Combinatorial CRISPR Interference Library for Enhancing 2,3-BDO Production and Elucidating Key Genes in Cyanobacteria

Abstract

Cyanobacteria can convert CO₂ to chemicals such as 2,3-butanediol (2,3-BDO), rendering them promising for renewable production and carbon neutralization, but their applications are limited by low titers. To enhance cyanobacterial 2,3-BDO production, we developed a combinatorial CRISPR interference (CRISPRi) library strategy. We integrated the 2,3-BDO pathway genes and a CRISPRi library into the cyanobacterium PCC7942 using the orthogonal CRISPR system to overexpress pathway genes and attenuate genes that inhibit 2,3-BDO formation.
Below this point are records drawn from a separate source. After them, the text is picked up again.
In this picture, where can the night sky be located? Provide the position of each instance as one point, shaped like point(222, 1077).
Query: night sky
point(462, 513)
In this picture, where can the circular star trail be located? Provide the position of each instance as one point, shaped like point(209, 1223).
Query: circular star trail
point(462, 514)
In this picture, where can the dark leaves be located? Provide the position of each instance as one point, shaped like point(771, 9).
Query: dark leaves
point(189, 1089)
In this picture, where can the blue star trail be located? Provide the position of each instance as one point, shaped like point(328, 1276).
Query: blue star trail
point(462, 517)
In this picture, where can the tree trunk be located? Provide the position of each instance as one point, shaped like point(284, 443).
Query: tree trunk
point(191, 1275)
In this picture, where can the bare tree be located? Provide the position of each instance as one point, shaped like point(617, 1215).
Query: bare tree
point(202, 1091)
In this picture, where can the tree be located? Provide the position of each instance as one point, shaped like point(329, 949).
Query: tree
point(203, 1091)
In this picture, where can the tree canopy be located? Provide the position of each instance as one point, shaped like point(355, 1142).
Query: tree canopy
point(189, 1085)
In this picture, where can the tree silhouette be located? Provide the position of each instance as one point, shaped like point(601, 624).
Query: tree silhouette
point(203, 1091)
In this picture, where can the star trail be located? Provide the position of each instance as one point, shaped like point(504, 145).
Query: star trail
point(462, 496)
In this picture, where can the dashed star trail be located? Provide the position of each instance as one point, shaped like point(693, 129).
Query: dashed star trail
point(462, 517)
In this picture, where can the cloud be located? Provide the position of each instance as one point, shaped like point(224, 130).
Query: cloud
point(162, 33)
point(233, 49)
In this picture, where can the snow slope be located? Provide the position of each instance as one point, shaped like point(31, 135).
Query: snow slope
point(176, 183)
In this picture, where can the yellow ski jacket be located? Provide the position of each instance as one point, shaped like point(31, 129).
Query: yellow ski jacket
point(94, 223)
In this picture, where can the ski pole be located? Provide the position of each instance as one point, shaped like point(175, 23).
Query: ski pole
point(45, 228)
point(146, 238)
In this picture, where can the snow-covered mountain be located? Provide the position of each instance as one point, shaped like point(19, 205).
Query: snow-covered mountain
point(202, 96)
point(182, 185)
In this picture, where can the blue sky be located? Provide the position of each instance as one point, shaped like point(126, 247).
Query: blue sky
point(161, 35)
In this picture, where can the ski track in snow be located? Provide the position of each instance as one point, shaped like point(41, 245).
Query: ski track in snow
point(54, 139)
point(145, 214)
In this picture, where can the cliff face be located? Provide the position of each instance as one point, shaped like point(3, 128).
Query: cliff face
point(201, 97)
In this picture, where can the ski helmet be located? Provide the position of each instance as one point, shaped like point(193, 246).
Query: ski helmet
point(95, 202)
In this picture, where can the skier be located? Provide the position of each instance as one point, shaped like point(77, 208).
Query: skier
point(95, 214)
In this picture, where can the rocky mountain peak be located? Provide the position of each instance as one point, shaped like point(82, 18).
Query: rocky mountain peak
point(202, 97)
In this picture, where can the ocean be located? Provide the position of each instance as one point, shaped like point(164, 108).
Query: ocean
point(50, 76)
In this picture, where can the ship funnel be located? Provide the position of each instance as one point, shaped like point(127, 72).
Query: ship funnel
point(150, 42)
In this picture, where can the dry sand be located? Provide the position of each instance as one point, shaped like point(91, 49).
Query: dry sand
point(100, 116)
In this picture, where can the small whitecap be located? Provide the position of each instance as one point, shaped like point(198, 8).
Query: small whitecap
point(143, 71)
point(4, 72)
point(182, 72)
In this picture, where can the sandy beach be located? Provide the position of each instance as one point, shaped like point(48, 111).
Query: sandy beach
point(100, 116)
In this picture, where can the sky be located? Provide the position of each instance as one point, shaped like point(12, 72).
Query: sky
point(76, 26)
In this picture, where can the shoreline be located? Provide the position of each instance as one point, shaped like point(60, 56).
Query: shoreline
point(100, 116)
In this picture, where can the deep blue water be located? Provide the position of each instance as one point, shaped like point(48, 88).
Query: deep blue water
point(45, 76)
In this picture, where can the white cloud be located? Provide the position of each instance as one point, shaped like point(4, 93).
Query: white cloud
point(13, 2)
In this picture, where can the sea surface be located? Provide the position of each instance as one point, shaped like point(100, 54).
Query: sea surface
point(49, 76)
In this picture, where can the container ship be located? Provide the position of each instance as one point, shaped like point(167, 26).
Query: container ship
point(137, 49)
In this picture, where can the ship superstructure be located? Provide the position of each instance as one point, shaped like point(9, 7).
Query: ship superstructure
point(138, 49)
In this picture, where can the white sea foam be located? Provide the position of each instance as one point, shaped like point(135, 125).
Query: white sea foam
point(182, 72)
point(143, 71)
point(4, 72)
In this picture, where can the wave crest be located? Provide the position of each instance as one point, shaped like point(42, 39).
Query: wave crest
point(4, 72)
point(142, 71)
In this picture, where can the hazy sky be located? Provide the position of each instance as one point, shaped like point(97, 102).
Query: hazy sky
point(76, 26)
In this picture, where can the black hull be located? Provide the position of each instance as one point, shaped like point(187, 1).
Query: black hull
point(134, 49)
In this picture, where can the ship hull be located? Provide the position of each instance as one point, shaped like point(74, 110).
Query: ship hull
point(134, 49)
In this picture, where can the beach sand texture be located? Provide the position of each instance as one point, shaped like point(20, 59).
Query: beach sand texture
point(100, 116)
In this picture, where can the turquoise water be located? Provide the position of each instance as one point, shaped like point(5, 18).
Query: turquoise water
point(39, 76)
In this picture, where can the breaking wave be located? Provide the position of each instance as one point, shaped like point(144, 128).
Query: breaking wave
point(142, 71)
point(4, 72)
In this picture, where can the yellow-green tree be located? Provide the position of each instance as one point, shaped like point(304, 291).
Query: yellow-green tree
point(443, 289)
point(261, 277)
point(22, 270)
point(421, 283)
The combinatorial CRISPRi library strategy allowed us to inhibit fbp, pdh, ppc, and sps (which catalyzes the synthesis of fructose-6-phosphate, acetyl-coenzyme A, oxaloacetate, and sucrose, respectively) at different levels, thereby allowing for rapid screening of a strain that enhances 2,3-BDO production by almost 2-fold to 1583.8 mg/L. Coupled with a statistical model, we elucidated that differentially inhibiting all the four genes enhances 2,3-BDO synthesis to varying degrees. fbp and pdh suppression exerted more profound effects on 2,3-BDO production than ppc and sps suppression, and these four genes can be repressed simultaneously without mutual interference. The CRISPRi library approach paves a new avenue to combinatorial metabolic engineering of cyanobacteria.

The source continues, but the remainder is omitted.